Big Data 36 min read

Why Kafka Needs High Availability: Deep Dive into Replication and Leader Election

This article explains why Kafka introduced High Availability in version 0.8, covering the necessity of data replication and leader election, the internal replication and ACK mechanisms, Zookeeper metadata structures, broker failover procedures, and the command‑line tools that help manage and rebalance a Kafka cluster.

dbaplus Community
dbaplus Community
dbaplus Community
Why Kafka Needs High Availability: Deep Dive into Replication and Leader Election

Why Kafka Needs High Availability

Before version 0.8 Kafka had no HA mechanism; a single broker failure made all partitions on that broker unavailable, and permanent loss of a broker could cause data loss. As clusters grow, the probability of multiple broker failures rises, so Kafka added HA to guarantee data durability and service continuity.

Why Replication Is Required

Without replication, a broker crash blocks both producers and consumers: producers either stop after a few retry attempts (synchronous mode) or silently drop messages (asynchronous mode). Replication ensures that at least one replica remains alive, keeping the system available even when individual brokers fail.

In synchronous producer mode, the producer retries message.send.max.retries (default 3) before throwing an exception.

In asynchronous mode, the exception is logged and the producer continues, leading to potential data loss.

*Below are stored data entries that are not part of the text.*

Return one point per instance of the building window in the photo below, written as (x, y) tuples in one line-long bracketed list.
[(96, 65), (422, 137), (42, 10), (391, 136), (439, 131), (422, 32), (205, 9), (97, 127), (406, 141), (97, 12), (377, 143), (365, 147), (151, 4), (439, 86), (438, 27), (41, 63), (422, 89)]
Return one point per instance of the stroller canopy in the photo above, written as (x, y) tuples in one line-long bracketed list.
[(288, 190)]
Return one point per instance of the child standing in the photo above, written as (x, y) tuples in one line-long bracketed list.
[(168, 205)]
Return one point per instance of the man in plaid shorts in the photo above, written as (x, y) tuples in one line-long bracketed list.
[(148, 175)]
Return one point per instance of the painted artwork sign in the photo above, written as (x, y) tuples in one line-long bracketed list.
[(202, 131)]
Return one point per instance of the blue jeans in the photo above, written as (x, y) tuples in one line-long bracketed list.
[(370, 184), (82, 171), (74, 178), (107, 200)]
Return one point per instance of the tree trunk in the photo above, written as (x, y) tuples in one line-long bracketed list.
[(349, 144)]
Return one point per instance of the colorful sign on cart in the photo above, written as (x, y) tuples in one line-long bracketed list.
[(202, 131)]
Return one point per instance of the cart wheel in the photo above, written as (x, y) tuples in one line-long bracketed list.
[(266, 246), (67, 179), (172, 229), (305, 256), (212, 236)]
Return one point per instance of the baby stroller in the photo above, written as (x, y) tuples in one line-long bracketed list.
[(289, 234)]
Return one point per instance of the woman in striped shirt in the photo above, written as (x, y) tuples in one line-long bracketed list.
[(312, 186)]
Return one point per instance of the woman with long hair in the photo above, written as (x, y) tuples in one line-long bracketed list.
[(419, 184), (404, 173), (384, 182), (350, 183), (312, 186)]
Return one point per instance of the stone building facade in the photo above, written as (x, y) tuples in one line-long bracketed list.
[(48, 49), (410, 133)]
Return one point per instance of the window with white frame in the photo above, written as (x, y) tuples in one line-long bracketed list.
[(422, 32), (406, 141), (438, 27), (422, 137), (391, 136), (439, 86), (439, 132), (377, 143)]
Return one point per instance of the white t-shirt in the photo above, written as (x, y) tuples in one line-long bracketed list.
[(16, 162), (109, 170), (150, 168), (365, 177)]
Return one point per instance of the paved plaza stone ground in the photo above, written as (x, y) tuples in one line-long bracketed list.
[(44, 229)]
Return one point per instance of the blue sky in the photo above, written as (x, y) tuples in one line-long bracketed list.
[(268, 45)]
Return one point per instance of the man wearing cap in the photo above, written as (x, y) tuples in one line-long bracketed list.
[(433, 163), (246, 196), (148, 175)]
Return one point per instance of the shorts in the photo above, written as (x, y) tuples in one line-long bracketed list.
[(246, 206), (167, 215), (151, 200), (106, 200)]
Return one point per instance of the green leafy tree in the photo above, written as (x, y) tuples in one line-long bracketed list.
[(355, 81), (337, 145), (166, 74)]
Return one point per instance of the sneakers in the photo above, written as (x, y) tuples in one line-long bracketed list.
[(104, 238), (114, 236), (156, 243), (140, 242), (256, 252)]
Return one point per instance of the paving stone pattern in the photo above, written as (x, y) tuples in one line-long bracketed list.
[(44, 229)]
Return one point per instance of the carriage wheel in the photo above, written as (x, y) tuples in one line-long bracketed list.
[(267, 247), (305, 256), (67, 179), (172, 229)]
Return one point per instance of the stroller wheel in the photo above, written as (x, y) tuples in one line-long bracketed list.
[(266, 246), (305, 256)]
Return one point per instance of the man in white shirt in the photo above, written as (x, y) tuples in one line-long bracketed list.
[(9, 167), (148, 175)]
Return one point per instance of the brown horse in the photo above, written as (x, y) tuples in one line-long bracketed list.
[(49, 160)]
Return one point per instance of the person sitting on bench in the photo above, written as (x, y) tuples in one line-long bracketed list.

Why Leader Election Is Required

When a partition has multiple replicas, only one replica (the Leader) handles all reads and writes; the others (Followers) replicate from the Leader. This design simplifies consistency, reduces the number of synchronization paths, and improves performance.

Kafka HA Design Overview

Data Replication

Kafka must answer four questions: how to propagate messages, how many replicas must acknowledge before an ACK is sent to the producer, how to handle a failed replica, and how to recover a replica that comes back online.

Replication data flow diagram
Replication data flow diagram

Propagating Messages

A producer first looks up the partition Leader in Zookeeper, sends the record to the Leader, and the Leader writes it to its local log. Each follower pulls the record, writes it to its own log, and acknowledges back to the Leader. When all in‑sync replicas (ISR) have ACKed, the Leader increments the high‑watermark (HW) and replies to the producer.

ACK Requirements

Kafka tracks liveness via Zookeeper sessions and ISR membership. A follower that falls behind more than replica.lag.max.messages (default 4000) or replica.lag.time.max.ms (default 10000) is removed from ISR. Only ISR members are considered for commit, providing a balance between durability and throughput.

Leader Election Algorithm

Kafka does not use classic majority‑vote; instead it relies on the ISR set. If a Leader fails, any ISR member can become the new Leader, allowing the system to tolerate up to f failed replicas while still guaranteeing that committed messages are not lost. Kafka’s algorithm resembles Microsoft’s PacificA and is more efficient for large‑scale log replication.

Broker Failover Process

Controller watches /brokers/ids in Zookeeper. When a broker disappears, the watch fires and the controller learns the current live broker list.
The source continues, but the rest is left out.